Nach dem verhältnismäßig zahmen, mediokren 2001er Album ‚God Says No’ erfährt die Band erneut einen herben Rückschlag. Musikalische Prioritätsverschiebungen zugunsten des derzeit akuten Nu-Metal-Hypes sowie bandinterne Querelen führen schließlich zum Rauswurf von Joe Calandra und Jon Kleiman – womit Spacelord-Motherfucker Wyndorf nicht nur ohne Plattenvertrag, sondern auch ohne Rhythmussektion dasteht.
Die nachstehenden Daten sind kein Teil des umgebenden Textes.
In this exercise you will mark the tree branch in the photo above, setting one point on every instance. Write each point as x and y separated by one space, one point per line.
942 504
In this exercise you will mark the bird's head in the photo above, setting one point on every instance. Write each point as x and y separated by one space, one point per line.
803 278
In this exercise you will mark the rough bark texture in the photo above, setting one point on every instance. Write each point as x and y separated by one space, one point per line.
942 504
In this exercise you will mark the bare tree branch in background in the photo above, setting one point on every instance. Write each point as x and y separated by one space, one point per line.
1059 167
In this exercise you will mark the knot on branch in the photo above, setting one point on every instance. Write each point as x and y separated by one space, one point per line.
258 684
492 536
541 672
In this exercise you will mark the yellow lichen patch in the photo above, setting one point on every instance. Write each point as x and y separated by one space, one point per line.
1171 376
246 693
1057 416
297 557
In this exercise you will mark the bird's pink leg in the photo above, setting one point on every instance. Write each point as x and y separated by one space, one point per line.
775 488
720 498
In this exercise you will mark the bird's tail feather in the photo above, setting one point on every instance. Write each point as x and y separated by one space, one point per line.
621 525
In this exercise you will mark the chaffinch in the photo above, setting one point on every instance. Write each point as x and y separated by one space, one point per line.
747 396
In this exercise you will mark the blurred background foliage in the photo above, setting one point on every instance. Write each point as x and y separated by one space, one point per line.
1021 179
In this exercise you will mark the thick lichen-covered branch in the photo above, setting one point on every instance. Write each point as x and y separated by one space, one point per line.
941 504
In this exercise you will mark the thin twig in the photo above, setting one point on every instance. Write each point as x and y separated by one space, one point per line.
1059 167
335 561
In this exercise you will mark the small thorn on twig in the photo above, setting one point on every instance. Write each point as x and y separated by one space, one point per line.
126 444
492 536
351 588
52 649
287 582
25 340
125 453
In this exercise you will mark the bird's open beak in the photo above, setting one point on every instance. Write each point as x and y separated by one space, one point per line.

‚Monolithic Baby!’ aus dem Jahre 2004 soll somit auch musikalisch ein Phoenix aus der Asche-Platte werden. Jim Baglino (Bass) und Drummer Bob Pantella füllen die vakanten Posten genauso wie Wyndorf sein Songwriting-Vakuum, um mit unverkennbarem, pornosonnenbrillen Prolo-Charme, zynisch humorigen textlichen Sozialstudien und einem ebenso catchy-melodiösen wie auch straight nach vorne rockenden Brecheralbum erneut sein Revier zu markieren.